The true blunder of Beach Goth, however, was the ambitious yet unsuccessful idea to stack major artists from polar genres on the same stage with little regard for the demography of audience members. This became woefully obvious as Melanie Martinez, recent pop industry plant made famous as a contestant on The Voice, attempted her nursery-gone-wrong shtick in front of a sea of disgruntled and impatient James Blake fans. Why she was positioned directly before two critically acclaimed avant-garde juggernauts (James Blake and Bon Iver) is a sorry mystery, but while a select few young fans clearly came for Martinez, the majority of witnesses were not exactly smitten by songs about sippy cups, or an awkwardly staged fight between her and a man wearing a wolf mask and a white lab coat. After each song, Martinez barely received an applause. Though it’s difficult to argue that she deserved one, the audience’s reaction overall was simply heartbreaking, and undoubtedly the fault of whoever organized the schedule.
Finally, James Blake creeped onto the stage, and the potent festival energy began to circulate at last. With negative space as a secret weapon sonically and visually, Blake and his two-piece backing band burned through the melancholic dream sequences from The Colour in Anything with utterly perfect execution, especially in Blake’s vocals. Despite the all-electronic instrumentation and somber tones, these songs are unequivocally more moving in a live setting than recorded. He left us with Wilhelm Scream, and as he repeated the sole line of the song, the swarming synths and flood lights consumed the crowd. When it seemed the lights couldn’t be any brighter, or that the droning chord couldn’t be more crushing, they just kept swelling. Beach Goth had just witnessed a supernova, and now Bon Iver would have to follow it.

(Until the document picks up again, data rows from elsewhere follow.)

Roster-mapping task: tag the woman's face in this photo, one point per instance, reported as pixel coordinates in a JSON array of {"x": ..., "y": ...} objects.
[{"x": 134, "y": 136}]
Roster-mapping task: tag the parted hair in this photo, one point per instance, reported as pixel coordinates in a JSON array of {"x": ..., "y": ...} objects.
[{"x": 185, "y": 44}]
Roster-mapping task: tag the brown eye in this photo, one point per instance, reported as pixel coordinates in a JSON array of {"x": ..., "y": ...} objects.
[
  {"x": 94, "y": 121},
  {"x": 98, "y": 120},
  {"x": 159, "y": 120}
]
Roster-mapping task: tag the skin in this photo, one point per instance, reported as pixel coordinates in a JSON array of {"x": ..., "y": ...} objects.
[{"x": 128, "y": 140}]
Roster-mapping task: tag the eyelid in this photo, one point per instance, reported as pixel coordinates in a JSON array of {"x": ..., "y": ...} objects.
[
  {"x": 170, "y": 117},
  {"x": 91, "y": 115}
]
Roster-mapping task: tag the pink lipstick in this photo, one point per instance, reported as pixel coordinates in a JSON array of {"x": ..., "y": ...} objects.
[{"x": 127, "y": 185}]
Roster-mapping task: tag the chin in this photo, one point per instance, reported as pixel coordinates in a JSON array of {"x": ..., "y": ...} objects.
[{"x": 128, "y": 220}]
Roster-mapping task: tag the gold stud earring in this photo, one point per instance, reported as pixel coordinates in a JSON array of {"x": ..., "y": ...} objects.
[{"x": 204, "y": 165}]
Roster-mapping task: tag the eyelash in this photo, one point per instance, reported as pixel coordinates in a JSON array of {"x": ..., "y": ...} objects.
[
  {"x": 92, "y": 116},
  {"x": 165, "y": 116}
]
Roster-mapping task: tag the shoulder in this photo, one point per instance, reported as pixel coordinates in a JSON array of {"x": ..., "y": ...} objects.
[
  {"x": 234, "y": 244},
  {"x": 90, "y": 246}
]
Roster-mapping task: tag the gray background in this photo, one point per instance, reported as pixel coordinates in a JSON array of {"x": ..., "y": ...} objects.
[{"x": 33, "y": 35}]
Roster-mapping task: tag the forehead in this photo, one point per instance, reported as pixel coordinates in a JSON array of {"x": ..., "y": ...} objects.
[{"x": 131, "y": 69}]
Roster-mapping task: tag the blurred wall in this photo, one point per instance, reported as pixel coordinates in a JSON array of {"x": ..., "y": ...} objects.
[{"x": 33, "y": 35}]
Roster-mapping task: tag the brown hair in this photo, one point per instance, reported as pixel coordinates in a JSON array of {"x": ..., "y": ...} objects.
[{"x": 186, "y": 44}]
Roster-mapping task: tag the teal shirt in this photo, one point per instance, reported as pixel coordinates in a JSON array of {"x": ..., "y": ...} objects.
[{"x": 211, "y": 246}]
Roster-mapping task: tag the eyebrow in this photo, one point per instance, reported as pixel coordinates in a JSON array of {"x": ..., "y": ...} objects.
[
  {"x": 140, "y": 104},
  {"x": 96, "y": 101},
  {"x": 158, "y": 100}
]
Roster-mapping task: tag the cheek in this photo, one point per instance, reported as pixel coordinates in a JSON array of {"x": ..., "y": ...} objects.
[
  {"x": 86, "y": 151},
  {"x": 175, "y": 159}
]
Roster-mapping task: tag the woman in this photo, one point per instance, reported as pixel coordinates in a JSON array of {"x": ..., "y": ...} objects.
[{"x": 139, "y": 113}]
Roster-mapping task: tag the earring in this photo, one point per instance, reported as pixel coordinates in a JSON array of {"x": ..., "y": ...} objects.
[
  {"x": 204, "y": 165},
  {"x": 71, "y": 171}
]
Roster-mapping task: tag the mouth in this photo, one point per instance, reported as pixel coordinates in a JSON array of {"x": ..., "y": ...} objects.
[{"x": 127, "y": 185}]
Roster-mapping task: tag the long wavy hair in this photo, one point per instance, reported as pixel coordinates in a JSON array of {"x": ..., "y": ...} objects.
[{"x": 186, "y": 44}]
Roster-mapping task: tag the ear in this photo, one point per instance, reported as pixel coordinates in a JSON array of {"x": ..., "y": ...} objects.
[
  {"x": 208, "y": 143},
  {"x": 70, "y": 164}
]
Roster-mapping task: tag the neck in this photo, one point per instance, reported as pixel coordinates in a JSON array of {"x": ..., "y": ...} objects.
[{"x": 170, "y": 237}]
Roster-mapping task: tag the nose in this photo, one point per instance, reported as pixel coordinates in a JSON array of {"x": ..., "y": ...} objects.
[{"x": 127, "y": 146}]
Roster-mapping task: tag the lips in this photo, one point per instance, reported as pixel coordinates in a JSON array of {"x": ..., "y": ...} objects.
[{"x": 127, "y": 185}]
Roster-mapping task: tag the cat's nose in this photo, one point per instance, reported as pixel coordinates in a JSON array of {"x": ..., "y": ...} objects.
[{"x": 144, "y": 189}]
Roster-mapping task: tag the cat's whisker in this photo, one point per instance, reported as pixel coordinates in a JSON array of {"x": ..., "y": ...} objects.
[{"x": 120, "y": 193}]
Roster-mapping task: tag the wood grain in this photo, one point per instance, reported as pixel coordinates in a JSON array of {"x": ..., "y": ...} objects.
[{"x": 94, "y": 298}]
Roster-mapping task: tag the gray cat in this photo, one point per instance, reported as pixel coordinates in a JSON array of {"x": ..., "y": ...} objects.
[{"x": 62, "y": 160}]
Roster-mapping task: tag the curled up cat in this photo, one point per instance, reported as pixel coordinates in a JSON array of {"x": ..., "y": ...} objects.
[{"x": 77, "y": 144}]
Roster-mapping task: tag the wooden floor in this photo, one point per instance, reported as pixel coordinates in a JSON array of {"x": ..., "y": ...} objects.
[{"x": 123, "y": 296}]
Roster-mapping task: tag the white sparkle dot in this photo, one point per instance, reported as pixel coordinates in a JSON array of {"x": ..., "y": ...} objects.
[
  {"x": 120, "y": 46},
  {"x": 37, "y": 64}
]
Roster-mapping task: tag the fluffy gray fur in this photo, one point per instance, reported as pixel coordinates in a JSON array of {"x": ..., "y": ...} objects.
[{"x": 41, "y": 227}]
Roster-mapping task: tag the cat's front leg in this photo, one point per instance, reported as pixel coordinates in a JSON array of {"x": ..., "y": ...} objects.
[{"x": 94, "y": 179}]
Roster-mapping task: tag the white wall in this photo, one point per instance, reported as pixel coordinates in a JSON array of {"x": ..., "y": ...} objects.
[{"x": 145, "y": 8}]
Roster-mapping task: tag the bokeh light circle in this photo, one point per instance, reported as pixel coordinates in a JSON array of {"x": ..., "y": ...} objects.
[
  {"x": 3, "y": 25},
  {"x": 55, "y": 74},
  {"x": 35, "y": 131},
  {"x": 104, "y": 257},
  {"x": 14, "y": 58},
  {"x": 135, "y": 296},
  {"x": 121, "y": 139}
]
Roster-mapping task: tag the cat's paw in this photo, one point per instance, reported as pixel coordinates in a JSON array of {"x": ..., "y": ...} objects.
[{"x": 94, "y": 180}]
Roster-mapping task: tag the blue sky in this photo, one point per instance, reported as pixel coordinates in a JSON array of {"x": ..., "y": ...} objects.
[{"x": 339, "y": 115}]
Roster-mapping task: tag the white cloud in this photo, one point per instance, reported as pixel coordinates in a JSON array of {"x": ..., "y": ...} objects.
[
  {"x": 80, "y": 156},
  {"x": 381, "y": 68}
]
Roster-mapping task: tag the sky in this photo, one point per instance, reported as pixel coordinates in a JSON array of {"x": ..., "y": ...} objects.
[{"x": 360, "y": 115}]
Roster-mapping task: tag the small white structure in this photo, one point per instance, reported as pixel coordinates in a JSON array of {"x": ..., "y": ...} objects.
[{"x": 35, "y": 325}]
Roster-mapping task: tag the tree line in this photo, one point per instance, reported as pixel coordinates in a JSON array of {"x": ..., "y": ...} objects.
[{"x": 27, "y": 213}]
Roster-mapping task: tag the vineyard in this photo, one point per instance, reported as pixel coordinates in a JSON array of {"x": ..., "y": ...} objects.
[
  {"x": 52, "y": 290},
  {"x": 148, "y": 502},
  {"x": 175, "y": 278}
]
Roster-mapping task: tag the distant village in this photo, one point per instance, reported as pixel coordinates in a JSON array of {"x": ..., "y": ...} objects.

There’s a certain point in live music where greatness cannot be explained by musicianship or visual counterparts. There’s a certain energy in a truly passionate performance that will never be captured by a review or a live stream. Bon Iver just started his first official tour in several years, on an album so experimental that it didn’t even sound like it could be played live at all. Justin Vernon walked onto the stage where James Blake’s sweat and tears were still wet on the floor, accompanied by two drummers, two multi-instrumentalists, and five saxophonists in a line. The vicious distortion chug of “10 d E A T h b R E a s T ⚄ ⚄” began, and while Vernon’s face was calm, he was attacking his Gibson SG. He started to whimper the first verse. If there is anything to feel other than music itself, Vernon does not feel it. The song is over too soon, but immediately he begins the a capella “715 – CRΣΣKS,” with the same demonic cyborg filter from the recording. There is complete and total silence in the crowd. He wants us to hear every single lyric, and we do. Several people began to scream “Holocene” in between songs, but their ignorance could not pierce the magic. “Skinny Love” was not played. “Holocene” was not played. Bon Iver has taken on a new form, and it is glorious. During a solo by his first-chair saxophonist on “____45____,” tears can be seen rolling down the cheeks of grown men. This performance cannot be described to any point of justice; only experienced. Millennials may never have Hendrix at Woodstock, but sets like Bon Iver’s at Beach Goth are the experiences that make this generation’s festivals more than a place to drink while bands play.